Facing industry pushback, Joint Commission plans to introduce proposed sustainability measures as optional

Editor's Note: This story was updated to include a statement from Health Care Without Harm.

After receiving industry feedback on new proposed standards on sustainability, the Joint Commission currently plans to roll them out as optional, Fierce Healthcare has learned. 

The accreditation standards, aimed at those participating in the hospital and critical access hospital accreditation programs, would require hospitals to designate a person responsible for overseeing the reduction of greenhouse gas emissions, measure specific data, develop goals and action plans to reduce those emissions and annually track progress.

In a virtual meeting on decarbonizing the sector hosted by the National Academy of Medicine on Thursday, the commission’s president and CEO Jonathan Perlin, M.D., Ph.D., presented the organization's plan. The proposal remains in an open comment period, which ends next week.

To date, overall feedback has been negative, Perlin said, mostly from senior administrators who say they are overwhelmed with workforce shortages, financial challenges and patient disposition concerns. 

At the same time, younger clinicians (45 years old and under) expressed their enthusiasm and support for the standards, Perlin said. Nevertheless, the organization’s “current plan” is to initially roll out the standard as “extra credit,” meaning it would not determine an accreditation decision. 

The organization has received more than 300 responses so far. The organization is considering implementing the standards either in January 2024 or July 2024.

“The Joint Commission sees environmental sustainability as a critical health and health equity priority,” Perlin said in a statement to Fierce Healthcare. “For maximum uptake among hospitals, we are continuing to evaluate how to best introduce the standard and its requirements, and are currently considering a voluntary, ‘extra-credit’ approach.”
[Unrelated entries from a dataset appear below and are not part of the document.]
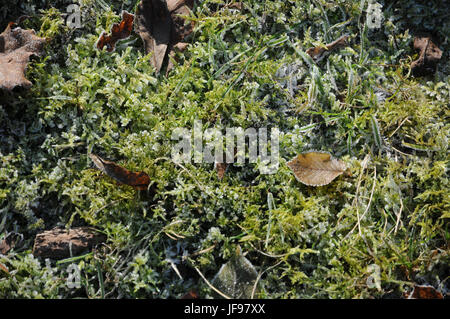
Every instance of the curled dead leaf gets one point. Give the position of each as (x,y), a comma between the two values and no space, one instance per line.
(4,268)
(316,168)
(425,292)
(61,243)
(138,180)
(192,294)
(319,52)
(119,31)
(16,47)
(162,28)
(429,56)
(221,168)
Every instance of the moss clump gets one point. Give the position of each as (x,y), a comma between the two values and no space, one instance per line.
(307,242)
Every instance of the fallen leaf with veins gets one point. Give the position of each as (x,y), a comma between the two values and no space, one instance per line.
(192,294)
(119,31)
(59,243)
(429,56)
(319,52)
(425,292)
(16,47)
(163,29)
(221,168)
(4,268)
(139,180)
(316,168)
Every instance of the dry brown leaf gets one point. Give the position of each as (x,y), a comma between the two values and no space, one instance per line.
(429,56)
(221,168)
(162,28)
(16,47)
(4,268)
(119,31)
(192,294)
(316,168)
(60,243)
(319,52)
(425,292)
(139,180)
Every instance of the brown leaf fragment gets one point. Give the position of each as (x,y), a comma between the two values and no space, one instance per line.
(119,31)
(153,24)
(4,268)
(192,294)
(61,243)
(429,56)
(16,47)
(180,29)
(221,168)
(316,168)
(11,240)
(162,27)
(5,246)
(139,180)
(425,292)
(319,52)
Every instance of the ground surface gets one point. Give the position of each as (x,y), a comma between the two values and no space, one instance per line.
(386,220)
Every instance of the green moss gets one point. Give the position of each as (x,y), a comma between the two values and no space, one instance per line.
(309,242)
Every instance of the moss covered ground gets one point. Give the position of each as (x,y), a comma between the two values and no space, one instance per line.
(387,219)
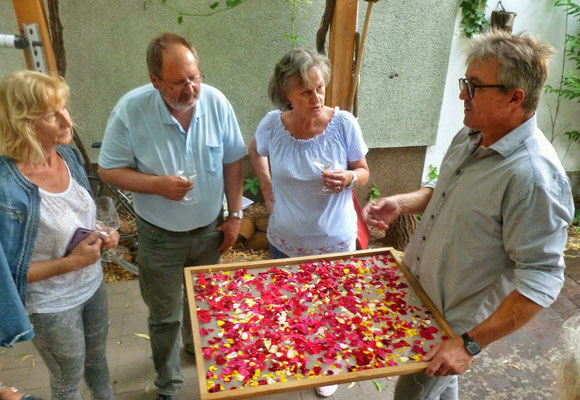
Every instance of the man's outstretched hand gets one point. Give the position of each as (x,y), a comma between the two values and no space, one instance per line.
(381,213)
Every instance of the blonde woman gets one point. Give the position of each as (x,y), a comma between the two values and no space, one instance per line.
(44,198)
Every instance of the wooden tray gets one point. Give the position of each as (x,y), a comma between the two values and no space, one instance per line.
(248,272)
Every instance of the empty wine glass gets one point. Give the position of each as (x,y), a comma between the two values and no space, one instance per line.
(108,222)
(324,161)
(188,171)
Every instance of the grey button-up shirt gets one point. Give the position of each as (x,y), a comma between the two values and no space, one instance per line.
(496,221)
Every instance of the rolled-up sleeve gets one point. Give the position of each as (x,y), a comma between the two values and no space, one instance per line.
(14,323)
(116,150)
(535,233)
Additionally, the organization is launching a virtual resource center to highlight the work of leading organizations “as they address environmental sustainability in the context of all of the shared challenges in healthcare today," he added.
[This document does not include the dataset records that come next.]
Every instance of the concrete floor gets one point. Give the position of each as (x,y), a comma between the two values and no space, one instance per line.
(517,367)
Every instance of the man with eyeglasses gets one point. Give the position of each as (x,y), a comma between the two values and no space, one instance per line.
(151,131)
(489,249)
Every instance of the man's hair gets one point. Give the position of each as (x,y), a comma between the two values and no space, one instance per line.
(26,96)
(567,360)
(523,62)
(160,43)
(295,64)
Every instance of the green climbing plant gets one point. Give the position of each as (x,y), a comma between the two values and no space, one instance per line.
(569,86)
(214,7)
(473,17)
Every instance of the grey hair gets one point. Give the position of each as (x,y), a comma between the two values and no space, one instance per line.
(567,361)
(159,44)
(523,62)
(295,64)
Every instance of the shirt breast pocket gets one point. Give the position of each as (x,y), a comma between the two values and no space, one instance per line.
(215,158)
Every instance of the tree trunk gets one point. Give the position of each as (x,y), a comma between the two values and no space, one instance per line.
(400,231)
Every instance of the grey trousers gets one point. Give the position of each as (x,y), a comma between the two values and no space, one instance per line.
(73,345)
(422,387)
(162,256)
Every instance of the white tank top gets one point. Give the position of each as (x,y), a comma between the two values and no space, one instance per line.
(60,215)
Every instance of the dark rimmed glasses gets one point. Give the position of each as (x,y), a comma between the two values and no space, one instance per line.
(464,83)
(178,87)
On its website detailing the proposal, the commission wrote that healthcare organizations “can no longer ignore their contributions to greenhouse gas emissions.” It went on, “Hospitals need to take action to minimize their carbon footprints as they care for patients.” 

In response to the pending decision, nonprofit advocacy group Health Care Without Harm said in a statement: "We are deeply disappointed with the pre-emptive decision to make these requirements optional and urge the Joint Commission to reconsider. While voluntary programs play a useful role, mandatory measurement of greenhouse gas emissions is essential to achieve the meaningful reductions necessary at this critical moment." 

Climate change has been among the top priorities for this White House, which launched the Health Sector Climate Pledge in conjunction with the Department of Health and Human Services in 2022. So far, 116 organizations representing hundreds of hospitals have signed on to the pledge, including the Joint Commission.

“Decarbonization and sustainability are critical to a health agenda,” Perlin said at the time in a statement. “As the largest standards-setting and accrediting body in healthcare, it is vital that we take a leadership role and work with healthcare organizations nationally and internationally to reduce the carbon footprint.” 

Present on the Thursday call were a variety of stakeholders from across the healthcare and life sciences sectors including AstraZeneca, Philips, UnitedHealthGroup, Providence and the Center for Medicare and Medicaid Innovation.

A bullet point at the end of Perlin’s presentation slide contained a callout: “Appreciate your help in popularizing the moral obligation to ‘first, do no harm’ in healthcare.”